Blue Sash and Bucket Hat

When I was between the ages of 9 and 12, I was a Girl Guide. I wasn’t one of those kids who was hard-core involved, but I popped in and out of the groups (Brownies, Girl Guides) over a series of years.

I recall that we had weekly meetings in a local school gymnasium, did short haul hiking trails, went on overnight camping trips. I learned a whole bunch of skills, ranging from sewing to camping and survival, cooking, first aid, athletics, art and crafts, fishing, astronomy, community service, bird watching, canoeing.

As a Girl Guide, I wore the blue uniform with the diagonal blue sash. For outdoor activities, I wore the blue bucket hat. Both the sash and the hat were blank slates on which to affix earned badges that symbolized our accomplishments of learning or developing a certain skill. On our camping hats we added little crafts and pins and hand-made memorabilia.

There was a very clear expectation that we acquire badges, representing skills, experiences, and challenges. As individuals, we longed to attain as many badges as possible. The girls with the most badges were like decorated generals and very popular. The hats with the most stuff – an elaborate patchwork of woven plastic thingies and badges and crafts — were worn by the coolest girls, the counselors, the leaders. 

A few weeks ago, a friend shared that he now perceived a difficult ‘shameful’ life experience as being one of his most important ‘badges of honor.’ My decorated blue sash and bucket hat immediately popped into my mind along with metaphorical ‘experience’ badges and symbols I have collected through my life thus far. These badges represent times that were really tough. Times when I thought I wouldn’t make it to the other side. Times for which I may now have regret or remorse. Times of deep nostalgia and wistful longing. Times of frank joy and love and connection and happiness. Simply put, they’re all just badges that I put on my invisible sash, my invisible camper’s hat, that symbolize my life.

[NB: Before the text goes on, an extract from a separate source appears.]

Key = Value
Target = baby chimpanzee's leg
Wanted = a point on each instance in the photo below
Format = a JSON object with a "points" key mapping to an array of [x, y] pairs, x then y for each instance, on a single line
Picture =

It got me thinking: What parts of ourselves do we keep hidden from others? From ourselves? So many of us keep challenges and experience, real human and common experiences, hidden from the world because of shame and stigma. How can we reclaim those personal experiences and empower ourselves? How can we flip these experiences to be badges of honor, badges of experience, overcoming obstacles, evolving and learning and growing and surviving, even thriving? To reposition it from shame to “holy f*ck, good for me for living through that!” For coming out the other side and putting a badge on that sash.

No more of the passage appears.